Additional Commentary About Martin Luther King, Jr.’s Faith in the Moral Universe
Martin Luther King, Jr.’s call to “an audacious faith in the future” is not naive optimism. He speaks after naming what is “difficult and painful,” when days are “dreary with low-hovering clouds of despair” and nights are “darker than a thousand midnights.” Even there, he asks us to remember “that there is a creative force in this universe.” His faith is both intellectual and spiritual: the universe is not empty or indifferent, but shaped by a moral power at work in human life and history.
That is why Martin Luther King, Jr. can speak of a power “able to make a way out of no way and transform dark yesterdays into bright tomorrows.” These words carry the strength of a people who have had to trust divine help when visible resources were gone. At the same time, they also frame social struggle in larger terms. The fight against “the gigantic mountains of evil” is not human effort alone. Human courage and divine power meet here, giving people the strength to continue without yielding to despair or bitterness.

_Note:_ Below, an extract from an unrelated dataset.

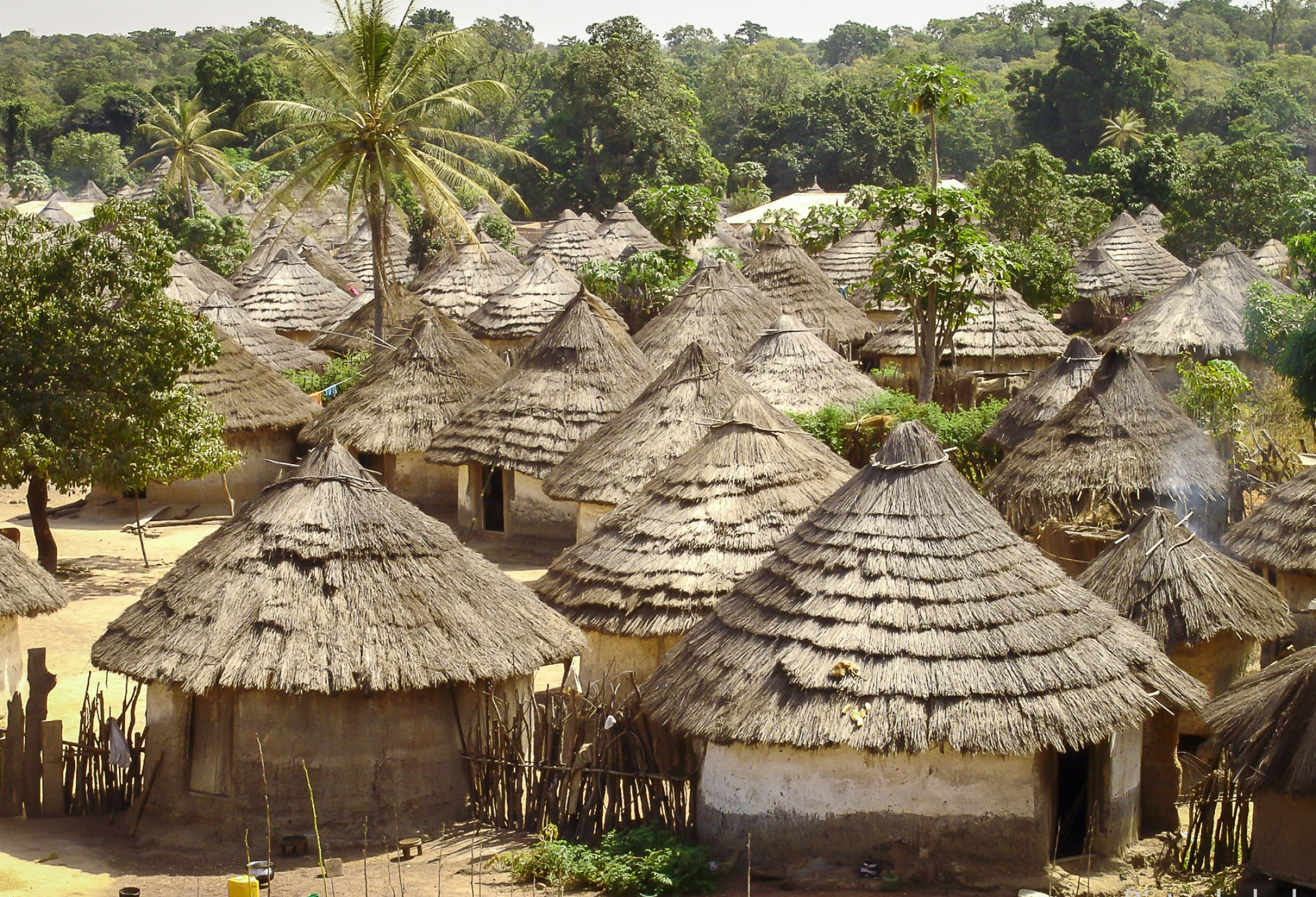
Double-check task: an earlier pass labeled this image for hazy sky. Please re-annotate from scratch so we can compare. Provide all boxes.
[0,0,1021,42]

The passage closes with Martin Luther King, Jr.’s clearest statement of moral hope: “the arc of the moral universe is long, but it bends toward justice.” “Long” means that history can be slow, painful, and uneven. Yet it still “bends toward justice.” For him, justice is more than a political aim. It belongs to the structure of the moral universe itself. That conviction allows him to face dark yesterdays without surrendering the future, and to keep calling others to walk on with faith, courage, and trust.
—Excerpts From: Martin Luther King, Jr.: Where Do We Go From Here: Chaos or Community? (New York: Harper and Row, 1967).